Figure 2.

Western blots of frontal cortex homogenates, and nuclear and cytoplasmic fractions from 6 control (Con), Down syndrome (DS), and Alzheimer disease (AD) subjects. (A-F) Blots were immunostained with mAb 8D9 to detect DYRK1A (A, C, E). In DS, the level of DYRK1A in frontal cortex homogenates, and nuclear and cytoplasmic fractions was 1.68 × (p < 0.0001), 1.67 × (p < 0.0001), and 1.51× (p < 0.01) higher, respectively, than in the control subjects (B, D, F). The differences between AD and controls were not significant. Western blots with mAb SF2/ASF revealed alternative splicing factor (ASF) in the range of 34 kDa (A, C, E), with no significant difference between levels of ASF in homogenates, nuclear and cytoplasmic fractions of control, DS and AD subjects (B, D, F).

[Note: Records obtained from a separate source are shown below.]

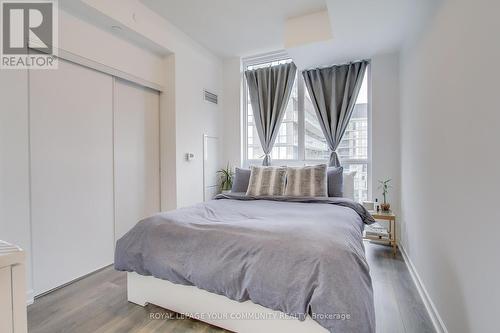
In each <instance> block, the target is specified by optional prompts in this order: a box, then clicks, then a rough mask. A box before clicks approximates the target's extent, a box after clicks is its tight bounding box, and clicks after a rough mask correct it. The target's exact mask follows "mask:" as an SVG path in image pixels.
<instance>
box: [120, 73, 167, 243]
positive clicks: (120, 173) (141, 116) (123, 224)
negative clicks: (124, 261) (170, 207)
mask: <svg viewBox="0 0 500 333" xmlns="http://www.w3.org/2000/svg"><path fill="white" fill-rule="evenodd" d="M159 112H160V101H159V94H158V92H156V91H153V90H150V89H147V88H143V87H141V86H138V85H135V84H133V83H129V82H127V81H123V80H120V79H115V88H114V124H115V128H114V135H115V140H114V147H115V214H116V215H115V235H116V239H118V238H120V237H121V236H123V235H124V234H125V233H126V232H127V231H129V230H130V229H131V228H132V227H133V226H134V225H135V224H136V223H137V222H138V221H139V220H140V219H143V218H145V217H148V216H150V215H152V214H154V213H156V212H158V211H159V210H160V148H159V144H160V138H159V135H160V133H159V117H160V114H159Z"/></svg>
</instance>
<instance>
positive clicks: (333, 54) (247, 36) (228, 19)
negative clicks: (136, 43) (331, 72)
mask: <svg viewBox="0 0 500 333" xmlns="http://www.w3.org/2000/svg"><path fill="white" fill-rule="evenodd" d="M433 1H436V0H418V1H415V0H377V1H373V0H141V2H142V3H144V4H145V5H146V6H148V7H150V8H151V9H152V10H154V11H155V12H157V13H158V14H160V15H161V16H163V17H164V18H166V19H167V20H168V21H170V22H171V23H173V24H174V25H176V26H177V27H178V28H179V29H180V30H182V31H184V32H185V33H186V34H188V35H189V36H190V37H191V38H193V39H194V40H196V41H197V42H199V43H200V44H202V45H204V46H205V47H206V48H207V49H209V50H211V51H212V52H214V53H215V54H217V55H219V56H221V57H234V56H250V55H257V54H261V53H265V52H270V51H277V50H283V49H284V29H285V21H286V19H288V18H293V17H297V16H302V15H306V14H311V13H314V12H318V11H321V10H325V9H326V10H328V16H329V19H330V25H331V29H332V35H333V39H331V40H328V41H322V42H317V43H311V44H306V45H300V46H297V47H294V48H290V49H288V50H287V51H288V53H289V54H290V55H291V57H292V59H293V60H294V62H295V63H296V64H297V66H298V67H299V68H308V67H313V66H321V65H328V64H332V63H334V62H336V63H338V62H343V61H351V60H358V59H364V58H370V57H371V56H373V55H375V54H377V53H381V52H385V51H390V50H395V49H397V48H398V47H399V46H400V45H401V43H402V42H403V40H404V39H405V38H406V36H407V35H408V34H409V31H411V29H412V27H413V26H414V25H415V21H416V20H418V18H419V16H418V15H416V13H417V12H418V11H419V8H418V7H421V6H423V5H424V3H428V2H433Z"/></svg>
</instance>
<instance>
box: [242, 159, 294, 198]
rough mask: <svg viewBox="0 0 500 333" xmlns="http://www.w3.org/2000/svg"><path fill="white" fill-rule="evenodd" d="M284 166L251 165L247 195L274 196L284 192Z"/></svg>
mask: <svg viewBox="0 0 500 333" xmlns="http://www.w3.org/2000/svg"><path fill="white" fill-rule="evenodd" d="M285 181H286V168H284V167H254V166H253V167H251V168H250V182H249V184H248V190H247V195H248V196H256V197H257V196H275V195H278V196H280V195H283V194H284V193H285Z"/></svg>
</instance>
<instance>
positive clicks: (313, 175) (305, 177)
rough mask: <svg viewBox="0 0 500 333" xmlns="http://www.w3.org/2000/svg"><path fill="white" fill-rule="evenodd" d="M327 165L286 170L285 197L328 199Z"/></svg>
mask: <svg viewBox="0 0 500 333" xmlns="http://www.w3.org/2000/svg"><path fill="white" fill-rule="evenodd" d="M326 168H327V167H326V164H320V165H314V166H306V167H301V168H293V167H288V168H287V170H286V189H285V195H286V196H291V197H327V196H328V186H327V182H326V180H327V176H326Z"/></svg>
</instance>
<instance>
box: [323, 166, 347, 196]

The loads per lane were 20 μg of homogenates and cytoplasmic fractions protein, and 10 μg of nuclear fraction protein. The protein loading in homogenates and cytoplasmic fractions was verified by β-actin blots (mAb AC-15) and in nuclear fractions by p62 blot (mAb Nup62). The nearly complete absence of cytoplasmic β-actin (C) confirmed the purity of the nuclear fraction, whereas uniform levels of nuclear marker (Nup62) confirmed nuclei preservation.